How Ceres2030 used machine learning to create an evidence map for agricultural research

When we knew how interventions were described in agricultural research, we could set about analyzing our sample of articles to find and classify specific interventions.

We found synonyms by looking at hypernyms and hyponyms, which are a type of relationship in semantics (for example, a lemon is a hyponym of fruit), and classified them into four broad categories—technical, socioeconomic, ecosystem, unclassified—and then, specifically, as 995 narrow intervention concepts.

This is a much more targeted approach to uncover important research. It gives us a wholly new way to classify and organize sciences that it is accessible to an audience interested in policy-relevant research. 

TOPIC MODELING AND GAPS IN EVIDENCE

Natural language processing enabled us to unify and explore data, despite the data came from many different places. We used topic modeling—a way of exploring text to see what is has in common with other text in the same corpus—to establish a baseline from which we could map the evolution of research from 2008 to 2018.

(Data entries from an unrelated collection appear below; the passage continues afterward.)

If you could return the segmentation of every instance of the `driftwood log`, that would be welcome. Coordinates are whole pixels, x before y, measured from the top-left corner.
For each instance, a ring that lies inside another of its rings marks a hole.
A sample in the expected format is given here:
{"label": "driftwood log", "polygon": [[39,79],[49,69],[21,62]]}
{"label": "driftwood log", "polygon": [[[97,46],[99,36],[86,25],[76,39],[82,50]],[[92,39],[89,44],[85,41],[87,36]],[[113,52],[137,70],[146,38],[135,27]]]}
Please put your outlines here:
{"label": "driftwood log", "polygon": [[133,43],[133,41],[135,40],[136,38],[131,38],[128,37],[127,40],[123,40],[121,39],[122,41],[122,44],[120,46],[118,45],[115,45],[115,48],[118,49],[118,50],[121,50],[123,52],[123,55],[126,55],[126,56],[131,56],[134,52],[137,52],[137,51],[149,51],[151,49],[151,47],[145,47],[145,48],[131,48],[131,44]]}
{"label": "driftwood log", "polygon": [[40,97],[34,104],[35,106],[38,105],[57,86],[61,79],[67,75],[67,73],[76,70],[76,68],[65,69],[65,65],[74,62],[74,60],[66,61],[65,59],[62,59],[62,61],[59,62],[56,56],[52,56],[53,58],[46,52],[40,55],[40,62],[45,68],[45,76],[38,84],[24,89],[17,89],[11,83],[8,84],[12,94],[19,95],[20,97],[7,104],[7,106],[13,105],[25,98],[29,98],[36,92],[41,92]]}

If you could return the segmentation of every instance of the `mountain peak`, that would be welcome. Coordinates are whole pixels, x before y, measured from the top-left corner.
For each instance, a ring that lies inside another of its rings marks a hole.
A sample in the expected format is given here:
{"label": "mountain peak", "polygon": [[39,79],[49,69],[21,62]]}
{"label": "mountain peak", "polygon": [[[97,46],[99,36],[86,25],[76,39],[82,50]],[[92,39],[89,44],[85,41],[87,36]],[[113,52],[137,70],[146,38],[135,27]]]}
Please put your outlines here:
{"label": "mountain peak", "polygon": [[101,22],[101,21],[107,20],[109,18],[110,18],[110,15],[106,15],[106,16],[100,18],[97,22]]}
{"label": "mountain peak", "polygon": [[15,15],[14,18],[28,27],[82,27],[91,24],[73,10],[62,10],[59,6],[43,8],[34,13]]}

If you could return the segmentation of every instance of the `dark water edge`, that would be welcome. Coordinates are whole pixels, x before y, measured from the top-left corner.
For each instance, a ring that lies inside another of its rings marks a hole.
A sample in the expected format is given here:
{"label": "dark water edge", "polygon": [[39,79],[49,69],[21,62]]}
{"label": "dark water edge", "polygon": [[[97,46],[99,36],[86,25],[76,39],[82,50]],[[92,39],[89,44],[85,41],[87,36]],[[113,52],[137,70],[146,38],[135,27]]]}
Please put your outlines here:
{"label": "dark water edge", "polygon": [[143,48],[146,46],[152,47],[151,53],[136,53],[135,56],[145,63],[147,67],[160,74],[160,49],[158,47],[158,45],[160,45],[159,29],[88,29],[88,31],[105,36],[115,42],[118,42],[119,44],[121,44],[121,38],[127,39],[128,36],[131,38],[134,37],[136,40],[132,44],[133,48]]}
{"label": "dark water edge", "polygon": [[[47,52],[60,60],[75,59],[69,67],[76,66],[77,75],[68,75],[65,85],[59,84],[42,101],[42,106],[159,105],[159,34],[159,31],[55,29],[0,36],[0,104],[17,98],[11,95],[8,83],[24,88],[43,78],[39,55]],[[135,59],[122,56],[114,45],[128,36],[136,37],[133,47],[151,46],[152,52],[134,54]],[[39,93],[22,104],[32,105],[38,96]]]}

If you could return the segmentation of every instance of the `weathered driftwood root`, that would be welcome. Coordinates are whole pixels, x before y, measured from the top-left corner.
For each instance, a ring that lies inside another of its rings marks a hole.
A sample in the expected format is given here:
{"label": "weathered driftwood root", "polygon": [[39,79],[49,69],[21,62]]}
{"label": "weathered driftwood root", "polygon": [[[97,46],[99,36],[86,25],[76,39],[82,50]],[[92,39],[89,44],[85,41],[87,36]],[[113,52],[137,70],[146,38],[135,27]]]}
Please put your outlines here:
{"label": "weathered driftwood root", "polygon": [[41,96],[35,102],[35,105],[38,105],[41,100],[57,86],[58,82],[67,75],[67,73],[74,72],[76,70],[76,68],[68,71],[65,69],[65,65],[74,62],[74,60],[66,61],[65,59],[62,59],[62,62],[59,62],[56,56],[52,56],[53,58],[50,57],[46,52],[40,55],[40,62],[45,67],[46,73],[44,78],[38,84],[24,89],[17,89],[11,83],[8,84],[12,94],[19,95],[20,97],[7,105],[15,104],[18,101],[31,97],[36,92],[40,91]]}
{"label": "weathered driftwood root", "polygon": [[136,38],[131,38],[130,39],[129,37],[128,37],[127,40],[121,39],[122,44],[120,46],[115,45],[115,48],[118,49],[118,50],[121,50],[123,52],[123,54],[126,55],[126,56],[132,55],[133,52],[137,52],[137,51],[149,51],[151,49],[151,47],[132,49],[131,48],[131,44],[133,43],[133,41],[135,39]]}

We can see the topics where there was a high level of research (the darker the blue in the image below, the greater the density of research papers) or where evidence and research were limited or missing. We can also create comprehensive research baselines to see the volume of research by topic, by funder, by country, and the potential relevancy of the research.

Having created a way of finding and classifying interventions in agriculture, we could automate bringing in new research, taking us closer to the possibility of real-time analysis of research for policy relevance. We used an open-source tool (Elastic Stack) to visualize queries and results. This helps make all this information accessible, visualizable, and shareable. It is also easy to add new sources of information.